Rozpoczął się rozwój sztucznej inteligencji firmy Apple (AAPL). We wtorek firma zaprezentowała swojego najnowszego iPada Pro z zupełnie nowym procesorem M4. Chip Pro oferuje szereg korzyści, w tym szybszy procesor i zaktualizowaną kartę graficzną.
Najbardziej jednak wyróżnia się skupienie Apple na możliwościach sztucznej inteligencji M4. Apple wprowadza swój silnik neuronowy do procesorów od 2017 roku, a już od jakiegoś czasu mówił o tym, jak pomaga on w zasilaniu wielu funkcji iPhone'a, iPada i komputera Mac.
Ale zaprezentowanie M4 było inne, ponieważ posłużyło jako przystawka dla funkcji sztucznej inteligencji, które firma zaprezentuje podczas czerwcowej konferencji WWDC, kiedy powszechnie oczekuje się, że Apple wprowadzi na rynek mnóstwo funkcji oprogramowania opartych na sztucznej inteligencji dla swoich różnych urządzenia.
M4 i sztuczna inteligencja
Podczas przemówienia Apple zwrócił uwagę na szereg dobrych intencji AI M4, a wiceprezes ds. inżynierii platform Tim Millett szczególnie zauważył, że chip jest w stanie wykonać 34 biliony operacji na sekundę, co jest powszechnie stosowanym pomiarem przy opisywaniu wydajności AI chipa.
Millet powiedział również, że silnik neuronowy M4 jest potężniejszy niż jakakolwiek jednostka przetwarzania neuronowego w dowolnym komputerze AI. Jest to bezpośredni strzał w stronę firm Intel (INTC), AMD (AMD) i Qualcomm (QCOM), które przygotowują lub już wdrażają własne chipy komputerowe AI zaprojektowane do obsługi dużych modeli językowych na laptopach i komputerach stacjonarnych z systemem Windows.
Poza podstawami przetwarzania AI w M4, Apple milczy na temat wszelkich merytorycznych dyskusji na temat aktualizacji oprogramowania AI. Jasne, Millett powiedział, że M4 pomaga iPadowi Pro szybko odizolować obiekt od tła w wideo 4K, ale iPad Air wyposażony w M2 może zrobić to samo, tylko trochę wolniej. Firma miała do zaoferowania jedynie to, że M4 sprawi, że aplikacje i funkcje AI będą działać szybciej i płynniej.

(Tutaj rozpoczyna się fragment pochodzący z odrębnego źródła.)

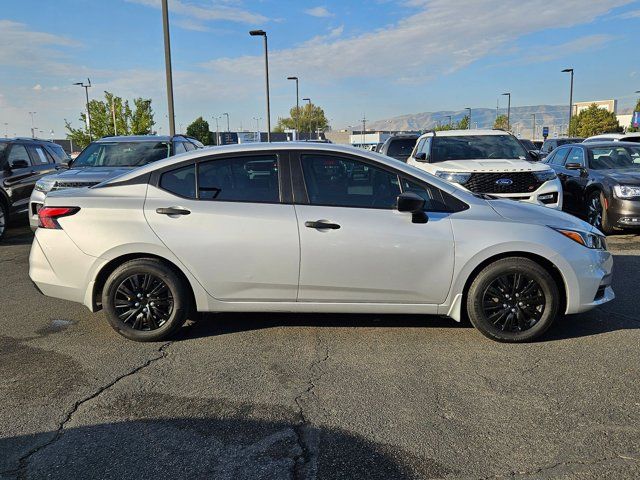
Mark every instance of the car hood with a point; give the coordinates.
(490, 165)
(89, 174)
(625, 177)
(529, 213)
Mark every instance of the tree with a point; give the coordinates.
(593, 121)
(138, 122)
(501, 122)
(199, 129)
(631, 127)
(311, 119)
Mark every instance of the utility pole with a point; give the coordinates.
(167, 65)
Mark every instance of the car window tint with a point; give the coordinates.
(181, 181)
(342, 182)
(18, 152)
(38, 155)
(432, 196)
(576, 156)
(241, 179)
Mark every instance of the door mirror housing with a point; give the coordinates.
(18, 163)
(414, 204)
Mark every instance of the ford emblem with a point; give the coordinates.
(504, 181)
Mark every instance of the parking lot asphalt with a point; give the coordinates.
(275, 396)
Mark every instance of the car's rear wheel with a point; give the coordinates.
(513, 300)
(597, 213)
(145, 300)
(3, 219)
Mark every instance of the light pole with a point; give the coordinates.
(297, 105)
(167, 66)
(86, 93)
(508, 94)
(262, 33)
(33, 128)
(534, 126)
(310, 115)
(570, 70)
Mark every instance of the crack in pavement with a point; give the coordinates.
(548, 468)
(305, 465)
(23, 462)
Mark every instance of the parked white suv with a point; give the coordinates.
(488, 162)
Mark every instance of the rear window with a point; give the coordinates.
(401, 148)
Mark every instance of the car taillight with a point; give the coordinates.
(48, 216)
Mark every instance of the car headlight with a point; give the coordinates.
(626, 191)
(545, 175)
(45, 185)
(454, 177)
(587, 239)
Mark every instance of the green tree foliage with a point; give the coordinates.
(127, 122)
(199, 129)
(311, 118)
(631, 127)
(593, 121)
(501, 122)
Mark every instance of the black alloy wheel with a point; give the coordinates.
(513, 302)
(144, 302)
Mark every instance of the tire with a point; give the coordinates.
(4, 219)
(145, 300)
(518, 312)
(597, 214)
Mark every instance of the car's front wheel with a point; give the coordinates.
(145, 300)
(513, 300)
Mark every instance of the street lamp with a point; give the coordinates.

Firma nie podała również informacji na temat wydajności M4 podczas szkolenia lub uruchamiania dużych modeli językowych (LLM), na co Intel, Qualcomm i AMD regularnie wskazują jako wskaźniki siły swoich chipów.

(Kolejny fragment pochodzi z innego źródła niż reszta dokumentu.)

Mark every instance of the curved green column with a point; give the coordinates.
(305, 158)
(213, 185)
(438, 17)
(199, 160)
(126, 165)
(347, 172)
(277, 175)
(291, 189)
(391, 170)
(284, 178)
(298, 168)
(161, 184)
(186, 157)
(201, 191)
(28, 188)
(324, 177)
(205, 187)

Znaczący jest jednak fakt, że Apple dał konsumentom i Wall Street wczesne spojrzenie na swoje myślenie w obszarze sztucznej inteligencji.

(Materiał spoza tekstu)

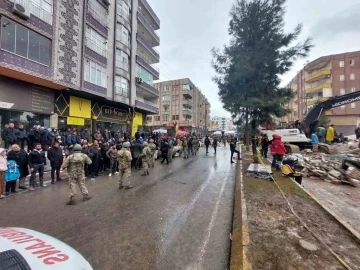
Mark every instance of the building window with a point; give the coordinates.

Firma jest powszechnie postrzegana jako pozostająca w tyle, jeśli chodzi o wyścig generatywnej sztucznej inteligencji, a inwestorzy w dużym stopniu polegają na tym, że WWDC będzie kolejną dużą imprezą Apple dotyczącą sztucznej inteligencji.
Dyrektor generalny Tim Cook w ciągu ostatnich kilku miesięcy coraz częściej wspominał o sztucznej inteligencji, a podczas ostatniej rozmowy telefonicznej dotyczącej wyników finansowych firmy powiedział, że producent iPhone'a intensywnie inwestuje w tę technologię.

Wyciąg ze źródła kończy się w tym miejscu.